Inside, sealed in numbered plastic bags, are the 1,677 pieces that will eventually become a detailed and surprisingly functional model of the namesake car, measuring 48cm long by 21cm wide and 13cm high. There is also an instruction book – ‘book,’ not ‘booklet’ – which is about the size and heft of an actual car manual. The introduction gives some context: the actual Ferrari 488 GTE was a 592bhp competition endurance racer that served from 2016 to 2019. At the end of its tenure, it had participated in 70 races, counting 26 victories, 18 pole positions, 70 podium finishes and four championships within that.
The instructions themselves are wordless, a dissertation communicated through the language of Swedish flatpack furniture. They are unambiguous, but reward patience and careful study – spotting a mistake late means a demoralising and time-consuming bout of backtracking.
The knowledgeable will be able to recognise the real-world components they are about to put together, albeit in simplified plastic miniature representations. But go in blindly and there is still a satisfying, unthinking fun in simply following directions. Before you know it, you have assembled a differential and connected it to the rear drive axles and multi-link suspension around it (complete with shock absorbers and coils) and you have fit eight adorable, yellow-topped pistons to a crankshaft and have dropped them into their housings. And those pistons do indeed churn up and down as they power the rear drive axles through the differential, little plastic gears working in facsimile of the real thing.

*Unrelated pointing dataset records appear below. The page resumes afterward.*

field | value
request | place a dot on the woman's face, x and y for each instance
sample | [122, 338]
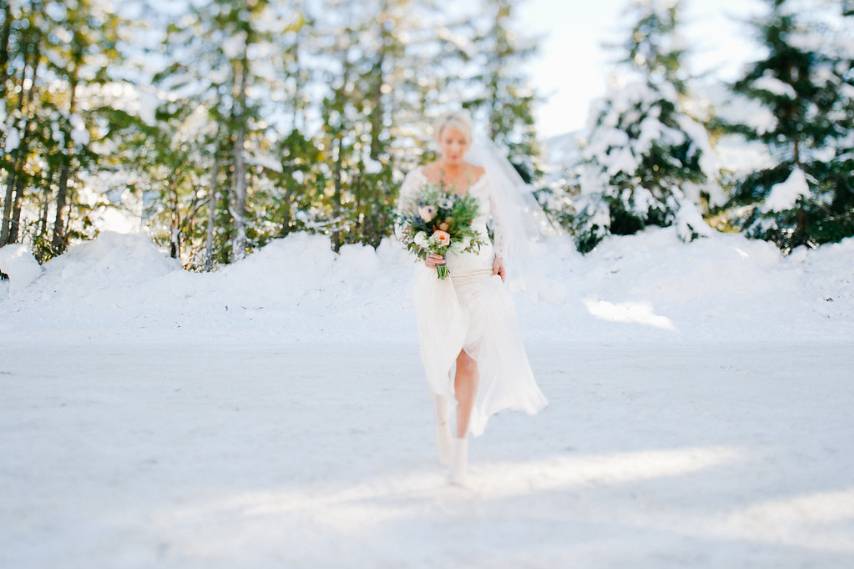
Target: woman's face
[453, 144]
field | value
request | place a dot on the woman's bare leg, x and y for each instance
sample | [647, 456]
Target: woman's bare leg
[465, 388]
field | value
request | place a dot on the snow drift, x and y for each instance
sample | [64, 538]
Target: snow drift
[648, 286]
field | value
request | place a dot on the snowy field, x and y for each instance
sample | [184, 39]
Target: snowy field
[273, 414]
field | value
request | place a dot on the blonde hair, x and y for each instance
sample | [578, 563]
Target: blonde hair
[456, 119]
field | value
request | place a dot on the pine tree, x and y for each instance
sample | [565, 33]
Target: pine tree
[646, 161]
[504, 97]
[805, 81]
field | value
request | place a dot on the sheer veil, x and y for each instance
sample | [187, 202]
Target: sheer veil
[524, 225]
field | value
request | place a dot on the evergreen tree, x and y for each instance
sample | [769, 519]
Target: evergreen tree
[805, 81]
[645, 161]
[504, 97]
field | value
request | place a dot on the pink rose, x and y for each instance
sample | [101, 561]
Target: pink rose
[442, 237]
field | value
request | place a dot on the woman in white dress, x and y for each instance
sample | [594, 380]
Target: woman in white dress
[470, 344]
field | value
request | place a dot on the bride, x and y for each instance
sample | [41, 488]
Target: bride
[469, 340]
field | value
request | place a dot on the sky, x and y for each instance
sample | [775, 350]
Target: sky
[572, 66]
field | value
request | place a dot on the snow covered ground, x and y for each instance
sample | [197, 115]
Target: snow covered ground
[273, 413]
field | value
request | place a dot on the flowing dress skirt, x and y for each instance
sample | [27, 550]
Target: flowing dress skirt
[473, 310]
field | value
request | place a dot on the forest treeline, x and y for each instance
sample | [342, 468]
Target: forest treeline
[223, 124]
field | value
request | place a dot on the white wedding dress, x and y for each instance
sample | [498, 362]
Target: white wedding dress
[472, 310]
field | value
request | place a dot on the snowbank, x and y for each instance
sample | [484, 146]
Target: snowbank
[648, 286]
[18, 263]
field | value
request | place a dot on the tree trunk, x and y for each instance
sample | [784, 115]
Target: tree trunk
[212, 207]
[23, 148]
[174, 221]
[238, 250]
[12, 173]
[5, 33]
[42, 227]
[59, 239]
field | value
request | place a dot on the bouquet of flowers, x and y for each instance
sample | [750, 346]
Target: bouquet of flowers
[438, 221]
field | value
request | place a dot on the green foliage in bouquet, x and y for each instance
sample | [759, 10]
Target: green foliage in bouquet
[437, 221]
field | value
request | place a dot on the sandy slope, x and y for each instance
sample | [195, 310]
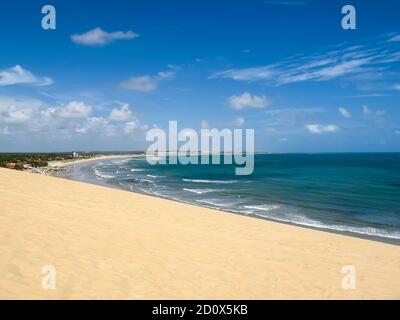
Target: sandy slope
[106, 243]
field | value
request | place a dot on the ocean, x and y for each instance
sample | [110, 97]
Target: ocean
[351, 193]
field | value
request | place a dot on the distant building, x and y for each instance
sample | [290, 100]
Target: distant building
[10, 165]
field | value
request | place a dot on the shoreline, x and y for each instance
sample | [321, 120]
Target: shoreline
[377, 238]
[67, 163]
[109, 243]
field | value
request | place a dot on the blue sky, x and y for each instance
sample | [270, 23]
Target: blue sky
[113, 69]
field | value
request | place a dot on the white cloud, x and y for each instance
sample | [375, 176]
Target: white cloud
[142, 83]
[318, 128]
[286, 3]
[5, 131]
[344, 112]
[130, 127]
[16, 115]
[146, 83]
[239, 122]
[246, 100]
[98, 37]
[26, 117]
[204, 124]
[75, 110]
[18, 75]
[395, 38]
[377, 113]
[121, 114]
[362, 61]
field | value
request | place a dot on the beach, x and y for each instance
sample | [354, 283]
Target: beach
[105, 243]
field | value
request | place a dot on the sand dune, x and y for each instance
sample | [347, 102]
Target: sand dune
[107, 243]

It is not quite a fully functioning model of a car, but there is a plenty to play around with. It is impossible not to admire and marvel at your work, testing the double wishbone suspension at the front, or twisting the the steering wheel and watching the rack and pinion system transfer that motion to the front wheels. Technic may not be for children, but there is a childlike joy to playing with such things – and you might even learn a thing or two.

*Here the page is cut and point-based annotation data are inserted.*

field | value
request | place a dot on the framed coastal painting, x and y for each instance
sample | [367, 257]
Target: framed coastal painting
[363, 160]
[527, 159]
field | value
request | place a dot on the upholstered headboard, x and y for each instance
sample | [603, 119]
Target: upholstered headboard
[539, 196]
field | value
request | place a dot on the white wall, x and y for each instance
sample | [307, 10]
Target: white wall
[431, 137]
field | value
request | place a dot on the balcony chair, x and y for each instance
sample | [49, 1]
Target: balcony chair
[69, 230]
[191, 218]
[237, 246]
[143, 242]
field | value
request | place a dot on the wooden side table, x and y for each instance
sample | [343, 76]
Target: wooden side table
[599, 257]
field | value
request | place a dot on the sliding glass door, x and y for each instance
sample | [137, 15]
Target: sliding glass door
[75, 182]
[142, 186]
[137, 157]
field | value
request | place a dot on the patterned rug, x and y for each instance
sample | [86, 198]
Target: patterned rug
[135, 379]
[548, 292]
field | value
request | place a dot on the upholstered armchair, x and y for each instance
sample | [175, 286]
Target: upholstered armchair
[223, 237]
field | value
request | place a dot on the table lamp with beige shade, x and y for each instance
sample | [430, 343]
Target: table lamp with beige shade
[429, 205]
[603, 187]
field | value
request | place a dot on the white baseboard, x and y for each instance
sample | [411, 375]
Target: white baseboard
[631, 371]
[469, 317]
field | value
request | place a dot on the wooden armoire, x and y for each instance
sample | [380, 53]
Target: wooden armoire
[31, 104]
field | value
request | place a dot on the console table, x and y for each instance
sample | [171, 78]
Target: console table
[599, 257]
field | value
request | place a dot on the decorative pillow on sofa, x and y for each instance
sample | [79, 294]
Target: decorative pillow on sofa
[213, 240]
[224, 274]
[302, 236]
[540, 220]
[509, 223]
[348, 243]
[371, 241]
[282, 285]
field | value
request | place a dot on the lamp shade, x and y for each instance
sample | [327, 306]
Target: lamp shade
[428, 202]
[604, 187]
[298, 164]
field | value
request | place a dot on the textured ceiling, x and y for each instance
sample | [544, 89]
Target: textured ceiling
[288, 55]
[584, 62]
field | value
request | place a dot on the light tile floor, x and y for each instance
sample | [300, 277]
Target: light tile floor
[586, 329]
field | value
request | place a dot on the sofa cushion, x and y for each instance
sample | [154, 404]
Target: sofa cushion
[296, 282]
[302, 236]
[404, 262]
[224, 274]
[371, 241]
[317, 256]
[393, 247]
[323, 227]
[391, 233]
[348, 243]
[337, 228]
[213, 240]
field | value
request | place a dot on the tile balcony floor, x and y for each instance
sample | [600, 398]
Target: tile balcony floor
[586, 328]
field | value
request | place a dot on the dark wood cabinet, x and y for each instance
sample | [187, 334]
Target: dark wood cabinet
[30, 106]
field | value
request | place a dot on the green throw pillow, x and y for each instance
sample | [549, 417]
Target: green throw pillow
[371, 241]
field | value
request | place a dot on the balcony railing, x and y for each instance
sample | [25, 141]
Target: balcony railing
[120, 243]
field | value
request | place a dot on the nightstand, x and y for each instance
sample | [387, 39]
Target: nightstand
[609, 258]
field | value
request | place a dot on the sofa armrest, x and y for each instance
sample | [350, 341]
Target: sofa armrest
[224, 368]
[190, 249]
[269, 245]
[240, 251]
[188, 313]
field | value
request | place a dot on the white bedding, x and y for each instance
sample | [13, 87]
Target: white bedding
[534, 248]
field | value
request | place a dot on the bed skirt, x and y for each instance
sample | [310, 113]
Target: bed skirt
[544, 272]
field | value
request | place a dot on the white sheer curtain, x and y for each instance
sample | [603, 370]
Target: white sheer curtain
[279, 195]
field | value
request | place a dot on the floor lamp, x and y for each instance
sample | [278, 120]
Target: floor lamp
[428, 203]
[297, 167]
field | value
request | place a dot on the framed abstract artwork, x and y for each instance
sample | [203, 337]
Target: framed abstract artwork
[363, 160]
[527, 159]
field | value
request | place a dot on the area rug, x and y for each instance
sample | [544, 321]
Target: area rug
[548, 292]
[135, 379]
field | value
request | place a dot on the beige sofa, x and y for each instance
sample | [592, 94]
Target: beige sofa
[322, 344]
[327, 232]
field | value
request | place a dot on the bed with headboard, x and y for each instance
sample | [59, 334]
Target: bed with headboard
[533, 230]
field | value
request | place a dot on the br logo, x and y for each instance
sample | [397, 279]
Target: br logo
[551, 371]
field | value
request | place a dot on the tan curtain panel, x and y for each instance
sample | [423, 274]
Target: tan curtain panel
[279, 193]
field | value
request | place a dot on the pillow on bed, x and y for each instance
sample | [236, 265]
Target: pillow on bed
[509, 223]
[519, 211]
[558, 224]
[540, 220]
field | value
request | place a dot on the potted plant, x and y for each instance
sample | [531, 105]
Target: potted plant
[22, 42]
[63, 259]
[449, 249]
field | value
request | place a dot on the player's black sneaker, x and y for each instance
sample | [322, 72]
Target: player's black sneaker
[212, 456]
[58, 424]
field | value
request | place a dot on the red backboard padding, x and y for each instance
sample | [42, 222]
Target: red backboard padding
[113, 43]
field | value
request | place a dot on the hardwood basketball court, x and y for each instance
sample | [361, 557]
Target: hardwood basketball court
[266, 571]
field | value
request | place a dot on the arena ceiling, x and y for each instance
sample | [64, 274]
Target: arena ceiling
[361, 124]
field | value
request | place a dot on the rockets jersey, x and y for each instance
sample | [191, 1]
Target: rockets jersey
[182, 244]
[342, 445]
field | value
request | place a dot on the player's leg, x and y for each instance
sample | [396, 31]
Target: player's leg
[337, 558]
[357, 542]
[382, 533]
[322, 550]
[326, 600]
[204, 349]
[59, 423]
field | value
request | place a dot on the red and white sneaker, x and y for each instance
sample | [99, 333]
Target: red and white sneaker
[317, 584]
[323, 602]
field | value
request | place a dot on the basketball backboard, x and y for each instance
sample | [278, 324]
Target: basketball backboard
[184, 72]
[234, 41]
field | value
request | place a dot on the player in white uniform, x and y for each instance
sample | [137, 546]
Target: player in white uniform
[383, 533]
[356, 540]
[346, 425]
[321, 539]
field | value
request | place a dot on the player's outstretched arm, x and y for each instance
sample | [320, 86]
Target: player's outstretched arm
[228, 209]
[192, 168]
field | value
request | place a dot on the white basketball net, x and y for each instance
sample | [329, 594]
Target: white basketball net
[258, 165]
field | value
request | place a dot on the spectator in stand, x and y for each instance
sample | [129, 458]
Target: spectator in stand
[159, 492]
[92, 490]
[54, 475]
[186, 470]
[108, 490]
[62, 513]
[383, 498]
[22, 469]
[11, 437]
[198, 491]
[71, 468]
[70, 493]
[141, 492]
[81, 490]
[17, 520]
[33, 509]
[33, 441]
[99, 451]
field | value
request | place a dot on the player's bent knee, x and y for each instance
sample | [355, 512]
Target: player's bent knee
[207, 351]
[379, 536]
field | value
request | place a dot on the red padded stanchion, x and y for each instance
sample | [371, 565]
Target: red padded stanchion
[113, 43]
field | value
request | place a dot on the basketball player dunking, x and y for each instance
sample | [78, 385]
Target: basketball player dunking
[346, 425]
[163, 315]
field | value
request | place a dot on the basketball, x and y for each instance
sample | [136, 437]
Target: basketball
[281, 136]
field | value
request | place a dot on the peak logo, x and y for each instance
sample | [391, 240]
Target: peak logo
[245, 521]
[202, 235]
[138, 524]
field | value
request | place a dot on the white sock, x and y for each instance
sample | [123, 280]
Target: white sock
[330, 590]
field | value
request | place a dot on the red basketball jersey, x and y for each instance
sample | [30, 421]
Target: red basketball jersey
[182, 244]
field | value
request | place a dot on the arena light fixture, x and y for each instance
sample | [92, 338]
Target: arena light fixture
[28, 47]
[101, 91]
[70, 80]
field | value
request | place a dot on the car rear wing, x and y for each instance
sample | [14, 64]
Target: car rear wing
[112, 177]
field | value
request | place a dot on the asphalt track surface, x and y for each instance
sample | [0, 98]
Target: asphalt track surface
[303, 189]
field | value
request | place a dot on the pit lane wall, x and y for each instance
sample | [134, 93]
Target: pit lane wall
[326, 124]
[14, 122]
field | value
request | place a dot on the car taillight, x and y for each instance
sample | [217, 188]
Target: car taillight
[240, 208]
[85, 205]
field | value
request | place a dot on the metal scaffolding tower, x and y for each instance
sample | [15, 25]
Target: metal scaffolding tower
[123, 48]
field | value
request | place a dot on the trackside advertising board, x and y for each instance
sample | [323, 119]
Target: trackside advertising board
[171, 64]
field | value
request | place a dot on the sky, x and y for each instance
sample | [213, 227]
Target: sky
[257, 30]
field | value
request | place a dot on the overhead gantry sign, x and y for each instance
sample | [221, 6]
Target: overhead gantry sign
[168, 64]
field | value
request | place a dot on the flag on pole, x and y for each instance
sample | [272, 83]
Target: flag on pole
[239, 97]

It is almost a shame when it comes time to install the bodywork, as it conceals the mechanics that were laid bare up to now. But it is starting to look like a Ferrari. It may be blocky and segmented, but there is no mistaking the graceful curve of the bonnet, the snub nose, or the vivacious flare of the wheel arches.

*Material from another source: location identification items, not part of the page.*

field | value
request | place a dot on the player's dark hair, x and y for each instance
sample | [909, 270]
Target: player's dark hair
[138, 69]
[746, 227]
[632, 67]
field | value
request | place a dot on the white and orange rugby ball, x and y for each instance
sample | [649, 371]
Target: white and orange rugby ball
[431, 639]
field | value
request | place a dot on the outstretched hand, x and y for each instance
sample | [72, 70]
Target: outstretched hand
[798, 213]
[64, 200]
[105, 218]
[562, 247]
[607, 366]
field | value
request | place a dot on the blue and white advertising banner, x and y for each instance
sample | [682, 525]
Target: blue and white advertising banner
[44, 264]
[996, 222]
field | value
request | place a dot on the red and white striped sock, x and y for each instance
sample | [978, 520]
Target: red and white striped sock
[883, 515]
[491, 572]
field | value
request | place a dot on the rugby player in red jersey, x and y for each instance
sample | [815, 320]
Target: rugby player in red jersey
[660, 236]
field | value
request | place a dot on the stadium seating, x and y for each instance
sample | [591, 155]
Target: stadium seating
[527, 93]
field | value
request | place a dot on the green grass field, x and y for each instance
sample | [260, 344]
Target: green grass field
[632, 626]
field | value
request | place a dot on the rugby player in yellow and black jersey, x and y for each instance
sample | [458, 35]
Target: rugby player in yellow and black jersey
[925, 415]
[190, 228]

The victory lap involves stickers. There are 57 of them, and when you are done the car will – like the real thing – be plastered with sponsor logos, accurate to the #51 Ferrari 488 GTE that took part in the 2018-2019 World Endurance Championships. The shortest races of that season were six hours long and assembling this Lego Technic model will likely take you a good bit longer than that. But the time it takes is part of the fun.